Since 2010, Penn’s Office of the Curator has been working to refurbish more than a dozen items from the Thomas W. Evans Collection, which includes paintings, sculptures, and other gifts from French Emperor Napoleon III and his wife, the Empress Eugenie, and other European royalty who were patients of Evans. A Philadelphia native, Evans lived and worked as a dentist in Paris for most of his life.
Penn Dental’s 40th and Spruce street location rests on the site of the former Evans family home, which he donated to create a dental institute and museum. The museum was shut down to make space for the growing school, and in the 1980s, some works of art were sold at auction, while many of the remaining items were put into storage.
Shortly after Penn Dental Dean Denis F. Kinane arrived at the University in 2009, he learned about the Evans Collection and led the effort to restore the pieces.
“They have a lot of history and I think we have to preserve that history,” says Kinane.
Working together with University Curator Lynn Marsden-Atlass, they selected pieces in the collection for conservation and display.
“The importance of this collection is that it is a legacy of Evans,” says Marsden-Atlass. “It was seen by him as an equal legacy for building the Dental School.”

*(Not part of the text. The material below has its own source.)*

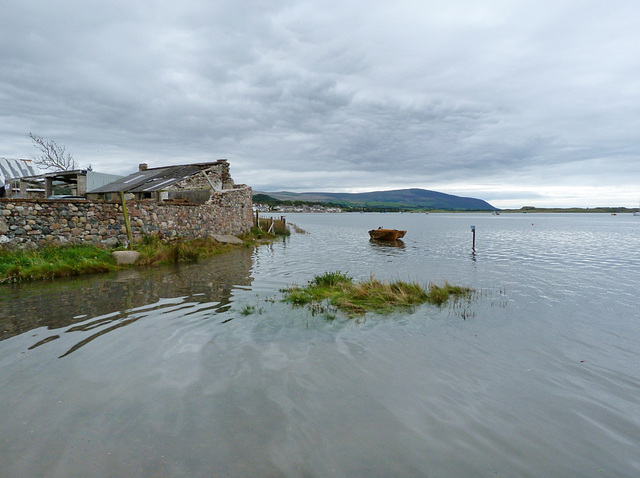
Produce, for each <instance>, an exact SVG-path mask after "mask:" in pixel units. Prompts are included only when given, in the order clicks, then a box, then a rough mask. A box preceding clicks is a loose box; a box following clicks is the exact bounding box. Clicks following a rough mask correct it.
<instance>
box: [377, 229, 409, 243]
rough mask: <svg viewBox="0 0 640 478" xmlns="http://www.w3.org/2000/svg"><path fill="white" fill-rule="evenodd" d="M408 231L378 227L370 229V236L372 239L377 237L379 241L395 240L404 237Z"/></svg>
mask: <svg viewBox="0 0 640 478" xmlns="http://www.w3.org/2000/svg"><path fill="white" fill-rule="evenodd" d="M406 233H407V231H398V230H397V229H382V228H381V227H379V228H378V229H371V230H370V231H369V236H371V239H375V240H377V241H395V240H397V239H400V238H401V237H404V235H405V234H406Z"/></svg>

One of the recently restored items is the Prometheus Bound Urn, produced by Mintons. The earthenware piece was significantly damaged while in storage. The urn’s lid, featuring a scene with Prometheus and an eagle, was reattached and now shows its essential elements. It is under the care of the Office of the Curator.
Other conserved items, including a painting of a military scene by Gustav Neymark, porcelain figurines, and Napoleon III’s letter holder, are on display in the Dental School.
The Henri-Louis Dupray painting of Napoleon I on horseback, Kinane’s favorite from the Collection, hangs in his office.
As the Dental School prepares to celebrate the 100th anniversary of the Evans Building in 2015, the conservation of the Evans Collection honors its benefactor.
“My aim is to preserve this history so that it’ll be passed on for the next hundred years,” says Kinane.